Legal Issues Before the Court

  1. Was the advertisement a legally binding offer or merely an invitation to treat?
  2. Can an offer be made to the public at large?
  3. Is acceptance required to be communicated in a unilateral contract?
  4. Was there valid consideration?
  5. Was the contract void for uncertainty?

Arguments of the Parties

Company’s Arguments

  • The advertisement was a mere sales puff, not a serious offer.
  • No contract could exist because no acceptance was communicated.
  • The terms were vague and unenforceable.
  • There was no consideration from Mrs. Carlill.

Mrs. Carlill’s Arguments

  • The advertisement was a clear promise backed by a deposit.
  • The offer was accepted by performing the conditions.
  • Using the product as directed was valid consideration.
  • Communication of acceptance was not required in unilateral contracts.

Judgment

The Court of Appeal ruled in favour of Mrs. Carlill.

The Court held that:

  • The advertisement was a clear and definite offer, not mere puffery.
  • An offer can be made to the public at large.
  • In a unilateral contract, acceptance occurs through performance, not communication.
  • Consideration existed because Mrs. Carlill used the product and relied on the promise.
  • The contract was valid and enforceable.

The company was ordered to pay £100 to Mrs. Carlill.

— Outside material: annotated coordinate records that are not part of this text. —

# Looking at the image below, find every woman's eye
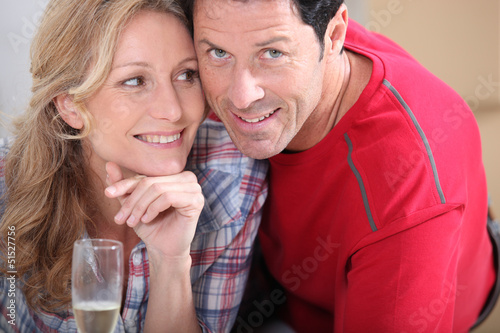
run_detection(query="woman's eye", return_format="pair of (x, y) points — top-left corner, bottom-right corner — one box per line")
(123, 77), (144, 86)
(177, 70), (198, 81)
(264, 50), (283, 59)
(210, 49), (227, 58)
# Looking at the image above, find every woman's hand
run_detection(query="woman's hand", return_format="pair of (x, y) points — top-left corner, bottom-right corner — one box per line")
(105, 162), (204, 260)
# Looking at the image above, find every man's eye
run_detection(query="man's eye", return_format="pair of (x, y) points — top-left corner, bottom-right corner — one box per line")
(210, 49), (227, 58)
(123, 77), (144, 86)
(265, 50), (283, 59)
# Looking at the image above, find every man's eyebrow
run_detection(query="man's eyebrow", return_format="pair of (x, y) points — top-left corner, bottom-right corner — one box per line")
(198, 38), (218, 49)
(198, 36), (290, 49)
(255, 36), (290, 47)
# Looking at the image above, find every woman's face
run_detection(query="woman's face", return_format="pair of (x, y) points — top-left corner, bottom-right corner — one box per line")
(85, 11), (205, 176)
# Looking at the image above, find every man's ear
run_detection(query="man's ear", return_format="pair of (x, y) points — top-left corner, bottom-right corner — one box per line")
(325, 4), (349, 58)
(54, 94), (83, 129)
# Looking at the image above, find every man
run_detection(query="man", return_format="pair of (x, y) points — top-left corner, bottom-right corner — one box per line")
(186, 0), (496, 332)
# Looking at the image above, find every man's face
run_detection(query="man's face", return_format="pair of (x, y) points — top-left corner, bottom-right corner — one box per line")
(194, 0), (325, 159)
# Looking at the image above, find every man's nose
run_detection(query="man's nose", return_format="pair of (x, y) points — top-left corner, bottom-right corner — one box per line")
(228, 66), (264, 109)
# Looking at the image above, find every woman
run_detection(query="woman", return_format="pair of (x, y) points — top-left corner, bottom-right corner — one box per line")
(0, 0), (266, 332)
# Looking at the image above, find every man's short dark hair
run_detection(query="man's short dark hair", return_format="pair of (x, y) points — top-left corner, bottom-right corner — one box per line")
(181, 0), (344, 50)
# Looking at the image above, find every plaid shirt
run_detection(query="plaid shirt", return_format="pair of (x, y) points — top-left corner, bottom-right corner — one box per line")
(0, 119), (267, 333)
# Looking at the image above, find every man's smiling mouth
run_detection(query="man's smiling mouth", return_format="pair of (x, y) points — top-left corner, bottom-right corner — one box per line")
(238, 109), (277, 123)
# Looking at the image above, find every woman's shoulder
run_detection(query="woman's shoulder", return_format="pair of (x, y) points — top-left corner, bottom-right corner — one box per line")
(187, 118), (268, 178)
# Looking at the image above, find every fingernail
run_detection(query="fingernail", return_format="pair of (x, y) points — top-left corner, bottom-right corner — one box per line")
(115, 212), (123, 222)
(106, 186), (116, 195)
(127, 215), (135, 227)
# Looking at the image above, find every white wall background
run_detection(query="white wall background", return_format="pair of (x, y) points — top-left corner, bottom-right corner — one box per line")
(0, 0), (48, 136)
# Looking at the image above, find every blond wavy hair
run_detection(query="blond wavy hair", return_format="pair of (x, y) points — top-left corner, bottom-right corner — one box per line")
(0, 0), (187, 312)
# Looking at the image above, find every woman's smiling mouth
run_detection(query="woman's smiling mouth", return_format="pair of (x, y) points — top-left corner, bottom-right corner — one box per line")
(135, 133), (181, 143)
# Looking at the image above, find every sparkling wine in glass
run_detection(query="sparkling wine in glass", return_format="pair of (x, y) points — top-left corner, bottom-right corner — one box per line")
(71, 239), (123, 333)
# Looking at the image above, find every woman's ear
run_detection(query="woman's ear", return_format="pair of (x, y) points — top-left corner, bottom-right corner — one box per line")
(54, 94), (83, 129)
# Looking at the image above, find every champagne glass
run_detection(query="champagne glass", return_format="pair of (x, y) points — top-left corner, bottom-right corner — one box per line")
(71, 239), (123, 333)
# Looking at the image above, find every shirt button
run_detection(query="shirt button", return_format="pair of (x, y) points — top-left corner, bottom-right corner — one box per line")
(132, 253), (142, 266)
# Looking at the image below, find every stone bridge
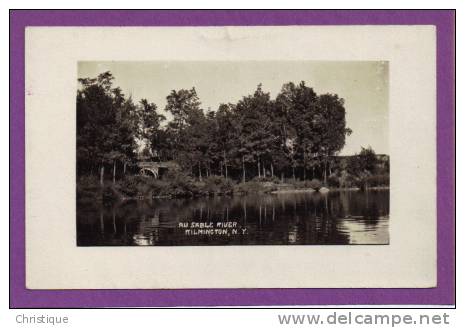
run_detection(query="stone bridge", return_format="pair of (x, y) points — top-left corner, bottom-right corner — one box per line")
(137, 161), (179, 179)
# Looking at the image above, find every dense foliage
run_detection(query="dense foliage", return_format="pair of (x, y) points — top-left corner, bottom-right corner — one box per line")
(76, 72), (388, 199)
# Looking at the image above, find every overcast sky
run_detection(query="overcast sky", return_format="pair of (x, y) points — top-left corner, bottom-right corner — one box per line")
(78, 61), (389, 155)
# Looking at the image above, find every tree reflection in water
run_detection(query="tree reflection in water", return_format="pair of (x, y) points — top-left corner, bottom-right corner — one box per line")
(77, 190), (389, 246)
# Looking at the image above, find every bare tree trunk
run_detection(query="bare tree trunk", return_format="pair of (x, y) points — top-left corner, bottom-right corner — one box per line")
(223, 149), (228, 179)
(242, 156), (245, 182)
(113, 161), (116, 184)
(100, 162), (105, 187)
(323, 159), (327, 184)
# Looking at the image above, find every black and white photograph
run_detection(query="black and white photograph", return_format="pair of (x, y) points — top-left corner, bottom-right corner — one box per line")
(76, 61), (390, 246)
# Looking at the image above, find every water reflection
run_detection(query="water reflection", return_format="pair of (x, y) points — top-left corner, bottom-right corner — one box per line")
(77, 190), (389, 246)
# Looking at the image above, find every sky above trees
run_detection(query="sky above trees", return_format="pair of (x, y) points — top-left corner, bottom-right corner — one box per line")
(78, 61), (389, 155)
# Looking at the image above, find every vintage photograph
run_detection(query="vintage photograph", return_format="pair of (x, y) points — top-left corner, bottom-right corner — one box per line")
(76, 61), (390, 246)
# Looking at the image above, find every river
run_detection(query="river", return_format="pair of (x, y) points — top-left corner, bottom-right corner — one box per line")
(77, 190), (389, 246)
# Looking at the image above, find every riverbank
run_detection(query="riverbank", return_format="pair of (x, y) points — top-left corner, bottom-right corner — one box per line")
(77, 173), (389, 202)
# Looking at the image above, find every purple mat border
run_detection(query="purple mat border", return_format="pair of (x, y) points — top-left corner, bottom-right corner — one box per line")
(10, 10), (455, 308)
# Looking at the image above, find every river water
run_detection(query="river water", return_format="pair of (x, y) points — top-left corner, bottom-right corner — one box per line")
(77, 190), (389, 246)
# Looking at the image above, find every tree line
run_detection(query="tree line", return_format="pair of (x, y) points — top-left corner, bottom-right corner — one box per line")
(76, 72), (352, 183)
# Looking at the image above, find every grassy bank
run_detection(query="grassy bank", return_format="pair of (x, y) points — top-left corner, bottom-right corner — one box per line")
(77, 172), (388, 202)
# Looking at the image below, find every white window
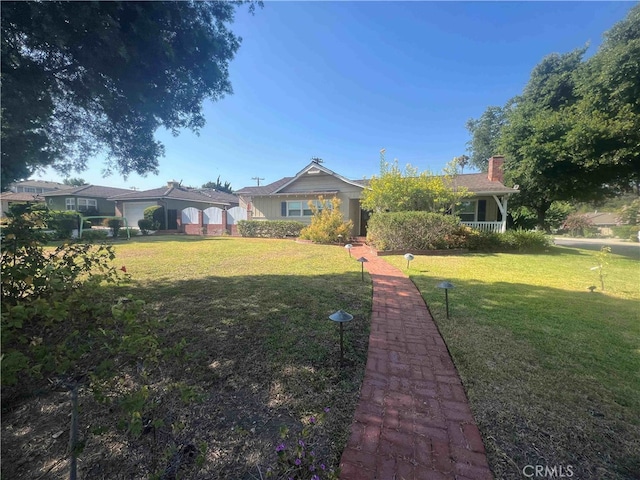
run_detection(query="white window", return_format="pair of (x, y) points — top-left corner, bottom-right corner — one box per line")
(456, 200), (476, 222)
(286, 200), (322, 217)
(78, 198), (98, 212)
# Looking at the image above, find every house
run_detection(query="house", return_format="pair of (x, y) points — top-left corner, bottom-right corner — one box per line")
(453, 156), (518, 232)
(42, 185), (131, 216)
(0, 180), (71, 217)
(236, 160), (369, 235)
(109, 181), (238, 233)
(0, 192), (44, 218)
(9, 180), (73, 194)
(236, 156), (518, 236)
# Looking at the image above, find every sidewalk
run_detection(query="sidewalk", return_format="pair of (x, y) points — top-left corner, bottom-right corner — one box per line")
(340, 246), (493, 480)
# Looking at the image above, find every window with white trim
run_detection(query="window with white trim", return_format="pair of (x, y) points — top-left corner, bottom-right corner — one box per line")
(456, 200), (476, 222)
(284, 200), (322, 217)
(78, 198), (98, 212)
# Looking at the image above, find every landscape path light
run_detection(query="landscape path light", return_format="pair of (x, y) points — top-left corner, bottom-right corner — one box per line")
(438, 282), (456, 318)
(404, 253), (413, 268)
(358, 257), (369, 282)
(329, 310), (353, 365)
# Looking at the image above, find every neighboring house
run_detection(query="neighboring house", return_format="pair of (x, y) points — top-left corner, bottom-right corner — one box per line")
(42, 185), (131, 216)
(0, 192), (44, 218)
(109, 182), (238, 231)
(585, 210), (621, 236)
(236, 157), (518, 236)
(9, 180), (73, 193)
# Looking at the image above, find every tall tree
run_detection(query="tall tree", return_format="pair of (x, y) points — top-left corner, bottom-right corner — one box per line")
(1, 0), (260, 189)
(499, 49), (598, 229)
(466, 105), (508, 172)
(202, 175), (233, 193)
(568, 5), (640, 191)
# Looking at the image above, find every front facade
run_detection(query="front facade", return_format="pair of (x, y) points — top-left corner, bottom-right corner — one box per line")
(110, 182), (238, 231)
(42, 185), (131, 216)
(237, 157), (518, 236)
(237, 161), (367, 235)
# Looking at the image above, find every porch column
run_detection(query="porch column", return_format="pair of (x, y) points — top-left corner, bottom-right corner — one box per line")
(493, 195), (509, 233)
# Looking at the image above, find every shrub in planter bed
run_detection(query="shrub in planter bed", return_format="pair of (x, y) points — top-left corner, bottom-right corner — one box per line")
(238, 220), (306, 238)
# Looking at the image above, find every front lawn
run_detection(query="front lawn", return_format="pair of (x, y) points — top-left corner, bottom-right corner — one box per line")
(2, 236), (371, 479)
(385, 247), (640, 479)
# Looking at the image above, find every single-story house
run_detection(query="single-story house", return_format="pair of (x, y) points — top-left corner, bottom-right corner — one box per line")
(236, 156), (518, 236)
(0, 192), (44, 218)
(9, 180), (73, 193)
(109, 181), (238, 233)
(41, 185), (131, 216)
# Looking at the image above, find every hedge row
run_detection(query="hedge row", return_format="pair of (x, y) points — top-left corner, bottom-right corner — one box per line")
(367, 212), (551, 252)
(367, 212), (464, 250)
(238, 220), (306, 238)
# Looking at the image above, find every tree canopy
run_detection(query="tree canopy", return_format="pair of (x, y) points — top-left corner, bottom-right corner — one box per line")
(202, 176), (233, 193)
(1, 0), (260, 189)
(467, 6), (640, 227)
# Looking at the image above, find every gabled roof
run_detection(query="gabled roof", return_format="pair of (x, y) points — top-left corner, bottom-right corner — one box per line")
(0, 192), (44, 202)
(453, 173), (518, 195)
(273, 162), (363, 193)
(41, 185), (131, 200)
(236, 162), (369, 197)
(236, 177), (294, 197)
(109, 186), (239, 205)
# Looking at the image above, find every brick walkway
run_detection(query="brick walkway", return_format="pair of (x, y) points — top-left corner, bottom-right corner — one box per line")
(340, 246), (493, 480)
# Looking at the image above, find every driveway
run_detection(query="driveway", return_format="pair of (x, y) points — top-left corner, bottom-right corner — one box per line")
(553, 237), (640, 260)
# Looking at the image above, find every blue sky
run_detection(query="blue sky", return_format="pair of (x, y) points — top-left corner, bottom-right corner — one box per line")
(34, 1), (634, 190)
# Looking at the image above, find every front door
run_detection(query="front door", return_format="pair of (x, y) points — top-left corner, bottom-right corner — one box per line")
(167, 210), (178, 230)
(359, 210), (371, 237)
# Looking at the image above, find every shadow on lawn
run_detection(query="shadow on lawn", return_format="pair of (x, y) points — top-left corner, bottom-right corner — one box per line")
(2, 272), (371, 479)
(412, 274), (640, 479)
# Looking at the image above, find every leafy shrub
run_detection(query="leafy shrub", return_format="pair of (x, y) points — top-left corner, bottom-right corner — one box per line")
(47, 211), (79, 240)
(563, 213), (593, 237)
(499, 230), (551, 252)
(367, 212), (465, 250)
(118, 228), (140, 238)
(611, 225), (640, 242)
(238, 220), (306, 238)
(81, 230), (109, 242)
(300, 197), (353, 243)
(107, 218), (122, 238)
(143, 205), (166, 230)
(138, 218), (153, 235)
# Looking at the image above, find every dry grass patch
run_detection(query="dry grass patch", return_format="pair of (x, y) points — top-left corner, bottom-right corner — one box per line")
(2, 237), (371, 479)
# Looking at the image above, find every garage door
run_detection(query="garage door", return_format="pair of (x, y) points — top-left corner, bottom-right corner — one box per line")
(123, 202), (157, 228)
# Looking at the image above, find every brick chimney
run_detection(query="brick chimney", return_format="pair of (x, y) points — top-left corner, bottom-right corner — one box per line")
(488, 155), (504, 182)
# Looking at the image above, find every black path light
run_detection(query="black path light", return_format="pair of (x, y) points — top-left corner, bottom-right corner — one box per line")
(358, 257), (369, 282)
(404, 253), (413, 268)
(329, 310), (353, 365)
(438, 282), (456, 318)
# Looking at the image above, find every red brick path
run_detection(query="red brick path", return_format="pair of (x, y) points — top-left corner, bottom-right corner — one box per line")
(340, 246), (493, 480)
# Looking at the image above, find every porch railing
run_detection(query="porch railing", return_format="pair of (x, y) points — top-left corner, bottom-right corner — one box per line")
(461, 222), (504, 233)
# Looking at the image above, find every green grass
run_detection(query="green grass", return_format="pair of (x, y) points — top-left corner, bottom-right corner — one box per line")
(3, 236), (371, 479)
(385, 248), (640, 479)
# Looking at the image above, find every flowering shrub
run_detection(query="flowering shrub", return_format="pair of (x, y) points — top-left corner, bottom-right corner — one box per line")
(267, 407), (339, 480)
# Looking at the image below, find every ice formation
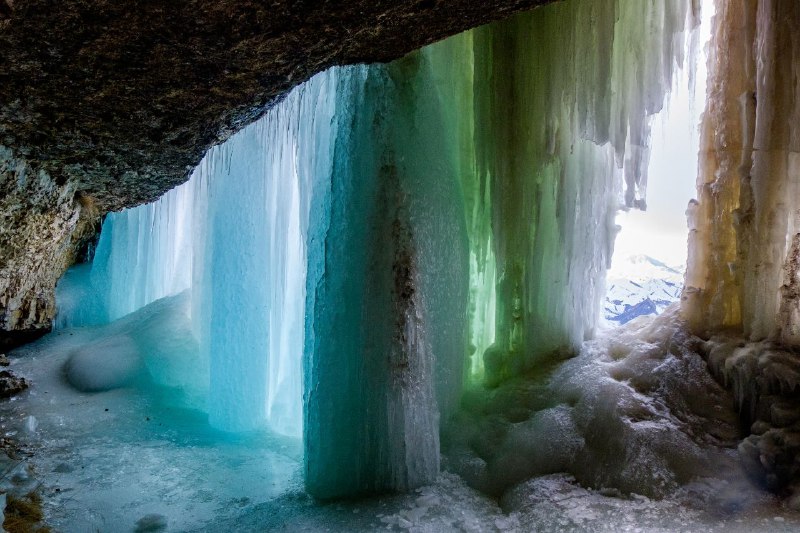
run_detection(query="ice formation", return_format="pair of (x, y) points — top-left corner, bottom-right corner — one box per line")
(59, 0), (696, 498)
(683, 0), (800, 340)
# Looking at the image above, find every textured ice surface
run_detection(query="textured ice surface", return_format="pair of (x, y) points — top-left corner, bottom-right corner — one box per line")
(0, 314), (800, 533)
(684, 0), (800, 345)
(446, 307), (739, 497)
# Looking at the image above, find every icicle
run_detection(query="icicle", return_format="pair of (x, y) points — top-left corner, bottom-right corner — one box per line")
(683, 0), (800, 345)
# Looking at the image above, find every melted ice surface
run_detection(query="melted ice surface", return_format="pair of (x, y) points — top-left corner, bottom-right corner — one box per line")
(0, 306), (800, 532)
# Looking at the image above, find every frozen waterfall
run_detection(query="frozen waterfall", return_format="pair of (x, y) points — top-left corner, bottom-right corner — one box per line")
(59, 0), (696, 498)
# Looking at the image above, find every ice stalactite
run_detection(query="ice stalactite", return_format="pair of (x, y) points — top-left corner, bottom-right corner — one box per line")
(425, 1), (697, 383)
(305, 62), (467, 497)
(56, 0), (692, 498)
(683, 0), (800, 345)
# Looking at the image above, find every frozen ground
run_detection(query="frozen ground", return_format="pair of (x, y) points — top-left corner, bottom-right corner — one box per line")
(0, 302), (800, 532)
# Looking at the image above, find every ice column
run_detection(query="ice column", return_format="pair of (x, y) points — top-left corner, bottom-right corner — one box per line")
(305, 63), (468, 498)
(683, 0), (800, 345)
(424, 0), (697, 384)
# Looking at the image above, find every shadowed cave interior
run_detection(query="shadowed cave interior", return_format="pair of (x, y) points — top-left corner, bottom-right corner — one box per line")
(0, 0), (800, 532)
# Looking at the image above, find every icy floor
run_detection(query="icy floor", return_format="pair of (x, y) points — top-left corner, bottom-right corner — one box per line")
(0, 312), (800, 532)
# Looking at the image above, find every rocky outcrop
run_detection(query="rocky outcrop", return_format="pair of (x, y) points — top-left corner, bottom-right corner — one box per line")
(0, 146), (96, 349)
(0, 0), (550, 340)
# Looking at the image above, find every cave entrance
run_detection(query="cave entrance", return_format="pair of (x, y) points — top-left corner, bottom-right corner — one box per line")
(600, 2), (714, 329)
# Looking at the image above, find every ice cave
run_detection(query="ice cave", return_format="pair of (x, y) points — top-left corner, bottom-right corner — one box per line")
(0, 0), (800, 533)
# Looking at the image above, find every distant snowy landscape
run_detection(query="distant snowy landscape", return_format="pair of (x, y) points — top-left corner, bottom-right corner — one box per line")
(603, 254), (684, 326)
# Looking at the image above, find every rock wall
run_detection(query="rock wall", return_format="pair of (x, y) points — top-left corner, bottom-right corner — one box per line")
(0, 0), (552, 344)
(0, 146), (97, 351)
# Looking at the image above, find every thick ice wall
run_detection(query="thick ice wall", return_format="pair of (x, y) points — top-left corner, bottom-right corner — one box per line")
(305, 62), (467, 498)
(53, 0), (689, 498)
(425, 0), (696, 383)
(684, 0), (800, 345)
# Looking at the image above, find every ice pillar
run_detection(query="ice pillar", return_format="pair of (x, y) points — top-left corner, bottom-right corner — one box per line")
(683, 0), (800, 345)
(305, 62), (467, 498)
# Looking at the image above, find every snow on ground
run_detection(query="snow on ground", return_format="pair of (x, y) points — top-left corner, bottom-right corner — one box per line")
(0, 300), (800, 532)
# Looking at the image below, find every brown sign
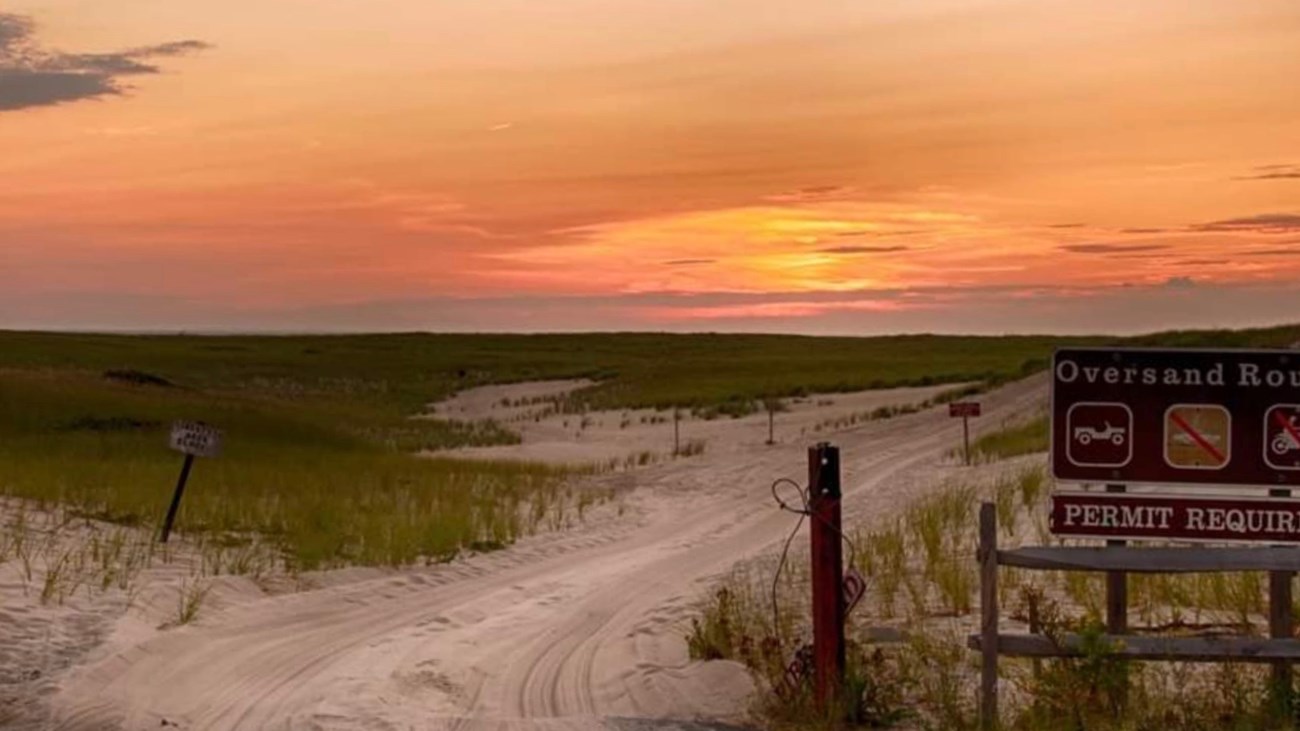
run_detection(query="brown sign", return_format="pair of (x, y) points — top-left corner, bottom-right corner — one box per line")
(1049, 493), (1300, 544)
(1052, 349), (1300, 486)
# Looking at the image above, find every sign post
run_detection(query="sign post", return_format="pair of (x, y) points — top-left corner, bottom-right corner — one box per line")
(809, 442), (845, 708)
(948, 401), (980, 467)
(159, 421), (221, 544)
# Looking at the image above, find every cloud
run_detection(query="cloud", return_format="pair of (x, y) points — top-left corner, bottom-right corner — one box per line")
(1240, 247), (1300, 256)
(1061, 243), (1169, 254)
(1192, 213), (1300, 233)
(1232, 165), (1300, 181)
(763, 185), (853, 203)
(818, 246), (907, 254)
(0, 13), (211, 112)
(835, 229), (932, 238)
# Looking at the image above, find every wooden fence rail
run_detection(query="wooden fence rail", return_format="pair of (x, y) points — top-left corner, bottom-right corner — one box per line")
(967, 502), (1300, 728)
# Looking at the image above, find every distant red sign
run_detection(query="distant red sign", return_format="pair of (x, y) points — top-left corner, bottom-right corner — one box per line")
(1049, 493), (1300, 544)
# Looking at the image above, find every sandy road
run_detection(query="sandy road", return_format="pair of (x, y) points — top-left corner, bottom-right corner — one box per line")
(52, 379), (1044, 730)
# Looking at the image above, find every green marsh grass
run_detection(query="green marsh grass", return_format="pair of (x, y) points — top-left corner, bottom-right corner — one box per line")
(0, 371), (566, 570)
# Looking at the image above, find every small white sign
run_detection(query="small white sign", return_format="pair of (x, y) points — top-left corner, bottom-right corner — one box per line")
(172, 421), (221, 457)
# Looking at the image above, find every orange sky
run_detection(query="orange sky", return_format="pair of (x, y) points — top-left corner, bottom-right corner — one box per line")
(0, 0), (1300, 333)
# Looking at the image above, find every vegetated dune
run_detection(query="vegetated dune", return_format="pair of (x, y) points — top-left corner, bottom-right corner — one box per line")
(0, 377), (1045, 728)
(428, 380), (970, 470)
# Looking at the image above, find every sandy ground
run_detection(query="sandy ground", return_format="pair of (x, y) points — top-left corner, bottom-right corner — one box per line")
(0, 379), (1045, 730)
(429, 381), (961, 468)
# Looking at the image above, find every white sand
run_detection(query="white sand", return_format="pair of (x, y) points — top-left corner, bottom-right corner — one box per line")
(0, 379), (1045, 728)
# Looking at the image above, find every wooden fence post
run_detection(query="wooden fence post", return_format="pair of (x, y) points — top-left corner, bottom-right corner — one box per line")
(1269, 489), (1295, 719)
(976, 502), (997, 731)
(1106, 485), (1128, 708)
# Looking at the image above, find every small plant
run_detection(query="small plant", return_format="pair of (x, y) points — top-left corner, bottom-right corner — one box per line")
(176, 579), (212, 624)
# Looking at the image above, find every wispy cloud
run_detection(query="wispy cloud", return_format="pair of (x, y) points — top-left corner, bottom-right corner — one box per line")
(1234, 164), (1300, 181)
(763, 185), (853, 203)
(818, 246), (907, 254)
(1061, 243), (1169, 254)
(1192, 213), (1300, 233)
(0, 13), (209, 112)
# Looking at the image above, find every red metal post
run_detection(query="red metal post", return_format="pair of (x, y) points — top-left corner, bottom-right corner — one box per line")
(809, 442), (845, 708)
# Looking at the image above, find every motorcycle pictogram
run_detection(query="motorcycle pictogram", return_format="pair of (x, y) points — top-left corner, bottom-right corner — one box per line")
(1269, 416), (1300, 457)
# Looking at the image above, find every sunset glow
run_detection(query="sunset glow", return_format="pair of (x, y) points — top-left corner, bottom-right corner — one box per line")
(0, 0), (1300, 333)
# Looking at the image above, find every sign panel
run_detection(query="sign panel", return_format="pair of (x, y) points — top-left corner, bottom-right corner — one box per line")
(1049, 493), (1300, 544)
(1052, 349), (1300, 486)
(170, 421), (221, 457)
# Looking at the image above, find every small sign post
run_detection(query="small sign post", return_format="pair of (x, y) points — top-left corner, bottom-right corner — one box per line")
(948, 401), (980, 467)
(809, 442), (846, 708)
(159, 421), (221, 544)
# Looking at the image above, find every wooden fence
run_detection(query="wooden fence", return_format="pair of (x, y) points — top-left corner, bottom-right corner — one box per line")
(969, 502), (1300, 728)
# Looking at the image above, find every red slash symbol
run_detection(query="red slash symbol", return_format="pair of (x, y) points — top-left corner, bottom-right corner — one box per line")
(1273, 411), (1300, 445)
(1169, 411), (1226, 463)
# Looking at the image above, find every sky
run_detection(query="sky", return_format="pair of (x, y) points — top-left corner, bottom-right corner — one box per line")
(0, 0), (1300, 334)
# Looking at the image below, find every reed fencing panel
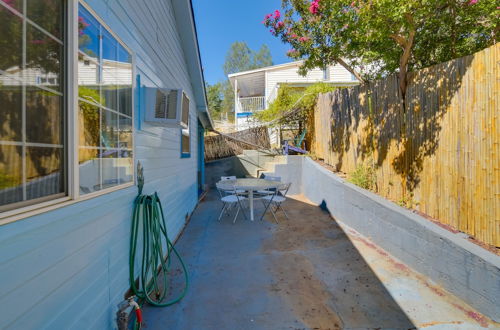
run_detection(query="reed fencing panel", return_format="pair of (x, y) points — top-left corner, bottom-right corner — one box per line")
(311, 44), (500, 247)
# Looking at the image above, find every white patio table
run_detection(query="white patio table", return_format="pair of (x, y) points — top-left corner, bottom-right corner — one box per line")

Legal Principle (Ratio Decidendi)

  • A public advertisement can amount to a binding offer if it shows intention to create legal relations.
  • Acceptance of a unilateral offer is completed by performance of the required act.
  • Communication of acceptance is not necessary in unilateral contracts.
  • Consideration may consist of acting in reliance on a promise.

Why This Case Is Important?

  • It laid the foundation of unilateral contracts.
  • It clarified the difference between an offer and an invitation to treat.
  • It established that advertisements can create legal obligations.
  • It is one of the most cited cases in contract law worldwide.

Carlill v. Carbolic Smoke Ball Co. remains a cornerstone of contract law. It transformed advertising promises into legally enforceable commitments when intention and clarity are present. The case teaches that when a company makes a serious promise to the public and invites action in return, the law will hold it accountable.

Even today, this case reminds businesses that words used in advertisements can create binding legal obligations.